Math teacher Jeff Bush started the class off with a great historical introduction to cryptography. As someone who always sided more with the “humanities” programs than the math department, his introduction made the math approachable and interesting. Here are a few things Jeff taught us to get us started.

We learned that cryptography by definition is a means of sharing private information between two parties separated by a distance. It is an ancient form of communication. But, what happens if a third party intercepts the message? Students in Jeff Bush’s Algebra II class took some time to explore ciphers during project block today. We looked first at Caesar ciphers.

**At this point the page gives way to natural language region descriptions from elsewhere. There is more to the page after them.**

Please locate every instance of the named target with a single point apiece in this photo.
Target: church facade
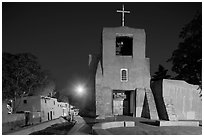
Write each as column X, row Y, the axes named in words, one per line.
column 122, row 80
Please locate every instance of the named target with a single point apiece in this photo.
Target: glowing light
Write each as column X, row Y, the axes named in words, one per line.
column 80, row 89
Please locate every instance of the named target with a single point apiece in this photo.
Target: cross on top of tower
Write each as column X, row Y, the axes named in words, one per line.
column 123, row 15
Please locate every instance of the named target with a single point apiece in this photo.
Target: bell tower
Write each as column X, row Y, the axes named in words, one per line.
column 123, row 73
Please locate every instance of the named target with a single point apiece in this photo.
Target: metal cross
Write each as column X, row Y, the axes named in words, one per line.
column 123, row 15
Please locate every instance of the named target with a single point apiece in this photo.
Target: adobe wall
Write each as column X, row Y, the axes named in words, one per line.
column 108, row 68
column 184, row 97
column 177, row 100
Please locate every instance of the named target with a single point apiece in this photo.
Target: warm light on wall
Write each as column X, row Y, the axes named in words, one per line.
column 80, row 89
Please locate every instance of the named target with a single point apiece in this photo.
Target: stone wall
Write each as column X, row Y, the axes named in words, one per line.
column 181, row 100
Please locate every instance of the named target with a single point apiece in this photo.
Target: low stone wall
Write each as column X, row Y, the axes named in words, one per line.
column 38, row 127
column 100, row 128
column 12, row 122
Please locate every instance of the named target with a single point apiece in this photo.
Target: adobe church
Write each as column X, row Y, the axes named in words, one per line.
column 122, row 74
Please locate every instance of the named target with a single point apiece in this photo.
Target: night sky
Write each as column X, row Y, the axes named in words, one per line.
column 62, row 35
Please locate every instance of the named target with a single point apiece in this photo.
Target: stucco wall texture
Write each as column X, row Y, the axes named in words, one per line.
column 184, row 97
column 109, row 67
column 177, row 100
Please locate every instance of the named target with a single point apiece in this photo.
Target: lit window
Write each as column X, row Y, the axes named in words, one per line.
column 124, row 46
column 124, row 75
column 25, row 101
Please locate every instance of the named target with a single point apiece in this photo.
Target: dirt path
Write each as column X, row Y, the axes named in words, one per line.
column 81, row 127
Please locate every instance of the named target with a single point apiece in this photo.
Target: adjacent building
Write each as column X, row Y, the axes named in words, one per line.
column 47, row 107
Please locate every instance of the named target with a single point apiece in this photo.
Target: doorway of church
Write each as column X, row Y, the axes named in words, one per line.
column 124, row 102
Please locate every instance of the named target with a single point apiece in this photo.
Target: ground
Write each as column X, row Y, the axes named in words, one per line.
column 83, row 127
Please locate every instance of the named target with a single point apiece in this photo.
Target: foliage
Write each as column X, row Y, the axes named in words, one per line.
column 61, row 97
column 160, row 74
column 187, row 58
column 21, row 75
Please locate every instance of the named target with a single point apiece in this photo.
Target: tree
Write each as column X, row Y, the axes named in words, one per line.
column 21, row 75
column 160, row 74
column 187, row 58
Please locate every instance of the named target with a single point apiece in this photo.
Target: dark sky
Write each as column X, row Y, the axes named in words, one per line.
column 62, row 35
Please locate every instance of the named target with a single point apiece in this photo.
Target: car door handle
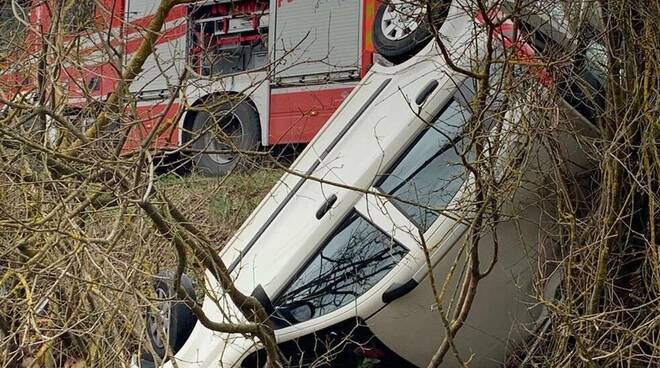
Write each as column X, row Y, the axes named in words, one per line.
column 396, row 290
column 326, row 206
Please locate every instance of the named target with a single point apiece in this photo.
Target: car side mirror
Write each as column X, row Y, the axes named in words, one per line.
column 299, row 312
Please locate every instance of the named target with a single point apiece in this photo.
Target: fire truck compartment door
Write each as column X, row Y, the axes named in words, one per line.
column 310, row 38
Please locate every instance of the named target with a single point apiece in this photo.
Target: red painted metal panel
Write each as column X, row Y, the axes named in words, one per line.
column 368, row 14
column 295, row 117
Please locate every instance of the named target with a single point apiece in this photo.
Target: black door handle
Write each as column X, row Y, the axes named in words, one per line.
column 396, row 290
column 326, row 206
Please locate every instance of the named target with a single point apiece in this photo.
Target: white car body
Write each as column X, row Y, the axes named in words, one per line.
column 369, row 134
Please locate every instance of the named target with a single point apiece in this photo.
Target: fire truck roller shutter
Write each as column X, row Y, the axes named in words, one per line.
column 224, row 130
column 401, row 27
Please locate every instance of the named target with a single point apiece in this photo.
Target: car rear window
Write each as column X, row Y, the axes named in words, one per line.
column 426, row 177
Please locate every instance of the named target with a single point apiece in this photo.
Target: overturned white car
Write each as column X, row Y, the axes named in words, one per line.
column 340, row 252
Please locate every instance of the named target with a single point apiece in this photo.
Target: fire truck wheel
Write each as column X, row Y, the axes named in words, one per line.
column 170, row 321
column 401, row 28
column 229, row 128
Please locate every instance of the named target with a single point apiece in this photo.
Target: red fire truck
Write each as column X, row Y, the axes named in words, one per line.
column 288, row 64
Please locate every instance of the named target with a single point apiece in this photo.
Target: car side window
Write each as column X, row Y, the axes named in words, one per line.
column 355, row 257
column 429, row 173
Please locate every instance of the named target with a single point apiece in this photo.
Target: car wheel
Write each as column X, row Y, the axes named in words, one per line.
column 171, row 321
column 224, row 128
column 401, row 28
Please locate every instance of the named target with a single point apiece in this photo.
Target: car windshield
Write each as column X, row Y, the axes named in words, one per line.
column 428, row 174
column 354, row 258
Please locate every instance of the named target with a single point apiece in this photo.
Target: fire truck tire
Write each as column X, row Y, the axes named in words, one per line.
column 172, row 318
column 401, row 30
column 238, row 123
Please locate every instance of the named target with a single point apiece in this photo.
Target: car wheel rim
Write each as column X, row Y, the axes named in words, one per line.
column 159, row 322
column 400, row 19
column 213, row 140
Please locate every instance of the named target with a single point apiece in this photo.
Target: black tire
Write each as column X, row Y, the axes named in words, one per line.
column 239, row 122
column 397, row 39
column 180, row 319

The Caesar cipher method of encryption is achieved by shifting a message by a certain number of letters in the alphabet. It was the first well-known cipher. Around 58 BC, Caesar shifted each letter in his military commands so they would appear meaningless to his enemies. This basic cipher was used for hundreds of years after Caesar, by military leaders.

We discussed as a class what some of the flaws of a Caesar cipher would be. We talked first about single letter words. If the coded messages retained spaces between the words, it would be easy to discover the encryption method by figuring out how the letters “i” and “a” were coded. We considered doubled letters next because there are few letters that are doubled in English words. (This sparked a fun little side conversation on the number of words we could think of that had unusual double letters, like “z.”) Then we looked at the frequency of letters. If certain letters appear more frequently in a language (like “e” in English), it can be easier to break a code by looking for the way that one letter is represented.

Then Jeff asked us? “How can a computer break this encrypted message easily?” Students replied, “It can make guesses more efficiently.” That’s right, said Jeff, “a computer can make the guesses much more quickly, and with the Caesar code, there are just 25 guesses. But, before the time of computers, and paper, and even broader literacy, an encryption method like the Caesar cipher would have been pretty effective.” Jeff showed the class a simple computer program and the code for it that could change their messages into encrypted language quickly through a digital Caesar cipher conversion.

We learned from a Khan academy video clip that the weaknesses of the Caesar cipher weren’t exposed until 800 years later when people started to consider letter frequency. The longer the message was, the easier it was to pick out repeated letters, like the letter “e.” We then had a chance to look at letter frequency as a code breaking method in class, as the students worked to crack a coded message Jeff gave them through an on line portal.

After a minute or two a weird spat of coughing erupted in class. It prompted me to lift me eyes from typing this article to ask an obviously over-zealously coughing Christian Brown ’17, if he needed a lozenge. Christian just laughed and said, “you’ll get it soon.” I took a peek over his shoulder and found that the message he’d cracked asked him to cough when he knew the answer.

The class also covered polyalphabetic ciphers, a “perfect secrecy” exploration, and a “frequency stability exploration.” By the end of the class, students were able to decipher this message and some others that I haven’t quite caught up to!